Intercept, Annovis and Biohaven Advance Late Phase Trials

Phase III Good News for Intercept, Annovis and Biohaven

Several biopharma companies reported late-stage Phase III clinical trial success Thursday. Here’s a look.

Positive Pivotal NASH Data Sets Intercept Up for NDA Resubmission

Intercept Pharmaceuticals reported positive topline results from a new interim analysis of its ongoing pivotal Phase III REGENERATE trial. The study is evaluating obeticholic acid (OCA) in liver fibrosis (scarring) due to nonalcoholic steatohepatitis (NASH). NASH is similar to cirrhosis of the liver but occurs in people who drink little or no alcohol. It is a kind of fatty liver disease.

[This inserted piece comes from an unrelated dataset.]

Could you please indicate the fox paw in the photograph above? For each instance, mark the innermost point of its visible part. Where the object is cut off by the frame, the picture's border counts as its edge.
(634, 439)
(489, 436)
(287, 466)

This is the second analysis where OCA hit the primary endpoint for the intent-to-treat population in REGENERATE. Based on the results, the company plans to re-submit its New Drug Application to the U.S. Food and Drug Administration for OCA in liver fibrosis due to NASH. In this new analysis, 22.4% of patients receiving once-daily oral OCA 25 mg hit the primary endpoint of achieving at least one stage of fibrosis improvement with no worsening of NASH at the 18th month on liver biopsy. This compared to 9.6% in the placebo group. The safety profile was manageable, with serious adverse events and deaths generally balanced across the OCA and placebo cohorts.

“Achieving a statistically significant histology endpoint has proven to be an extremely high bar in clinical trials for NASH,” Jerry Durso, president and chief executive officer of Intercept said. “We are thrilled that OCA has demonstrated consistent improvement in fibrosis based on a second methodology and we now have two positive, statistically significant results for this primary endpoint from our pivotal REGENERATE trial.”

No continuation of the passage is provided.